Visualization Two - Defensive

SELECT subject_id, language, marital_status
From ADMISSIONS
WHERE marital_status LIKE "widowed%"
AND language LIKE "RUS%"
ggplot(data = myquery2,
       aes(x = language)) +
  geom_bar()

Often times patients enter the United States healthcare system by happenstance. People from all over the world come to be a tourist in the US but unfortunately some of them become patients. For example, the data in this data portrays how many widowed, Russian speaking men were admitted to the health system. This information falls under the patient information protection act, HIPAA. Thus, this data has to have an offensive strategy in place to ensure it is not shared or breached.
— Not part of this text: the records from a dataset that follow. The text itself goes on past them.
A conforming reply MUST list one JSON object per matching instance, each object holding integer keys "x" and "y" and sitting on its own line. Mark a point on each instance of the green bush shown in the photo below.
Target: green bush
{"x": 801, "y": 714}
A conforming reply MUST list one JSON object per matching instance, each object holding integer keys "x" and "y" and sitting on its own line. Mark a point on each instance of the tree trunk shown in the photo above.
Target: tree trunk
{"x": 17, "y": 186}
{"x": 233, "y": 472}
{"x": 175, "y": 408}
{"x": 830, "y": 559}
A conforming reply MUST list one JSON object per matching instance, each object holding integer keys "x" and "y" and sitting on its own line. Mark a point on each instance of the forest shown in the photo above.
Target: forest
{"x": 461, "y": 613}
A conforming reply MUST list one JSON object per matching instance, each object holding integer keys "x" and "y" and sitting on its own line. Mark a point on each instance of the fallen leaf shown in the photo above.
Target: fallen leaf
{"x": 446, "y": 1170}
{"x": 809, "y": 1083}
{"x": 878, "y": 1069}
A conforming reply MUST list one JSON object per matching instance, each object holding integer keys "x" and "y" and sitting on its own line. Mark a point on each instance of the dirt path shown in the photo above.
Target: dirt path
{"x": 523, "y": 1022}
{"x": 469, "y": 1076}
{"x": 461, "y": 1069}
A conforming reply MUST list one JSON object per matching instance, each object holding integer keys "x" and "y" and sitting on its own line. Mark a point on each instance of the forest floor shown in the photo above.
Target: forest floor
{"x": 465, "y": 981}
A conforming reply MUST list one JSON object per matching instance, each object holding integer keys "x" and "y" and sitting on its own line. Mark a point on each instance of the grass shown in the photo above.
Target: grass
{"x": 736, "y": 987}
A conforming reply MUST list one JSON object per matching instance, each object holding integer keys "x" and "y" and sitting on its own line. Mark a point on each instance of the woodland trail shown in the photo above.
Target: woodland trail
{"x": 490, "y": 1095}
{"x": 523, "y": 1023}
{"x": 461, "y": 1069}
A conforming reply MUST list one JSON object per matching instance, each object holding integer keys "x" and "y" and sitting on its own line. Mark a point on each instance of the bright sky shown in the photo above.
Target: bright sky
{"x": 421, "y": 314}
Recommendations for Industry

Overall, healthcare leaders need to take a step back and realize just how important data they possess is to the success of the organization and safety of patients. Most healthcare leaders make decisions based off of data that is produced by someone else. There is no “fact-checking” they run on the information before they make a decision pertaining to the healthcare system. Healthcare systems do a great job on defending their data but it is time they start to mine that data and use it offensively. (DalleMule and Davenport (2017)) Healthcare has become a business and every business has to have a strategy.

References

Balaraman, Premkumar, and Kalpana Kosalram. 2013. “E-Hospital Management & Hospital Information Systems-Changing Trends.” International Journal of Information Engineering and Electronic Business 5 (1): 50.
DalleMule, Leandro, and Thomas H Davenport. 2017. “What’s Your Data Strategy.” Harvard Business Review 95 (3): 112–21.
Hentel, Keith, Andrew Menard, and Ramin Khorasani. 2017. “New CMS Clinical Decision Support Regulations: A Potential Opportunity with Major Challenges.” Radiology 283 (1): 10–13.
Huer, Jonathan. 2018. “A Brief History of the CIO.” EDUCAUSE Review (Online).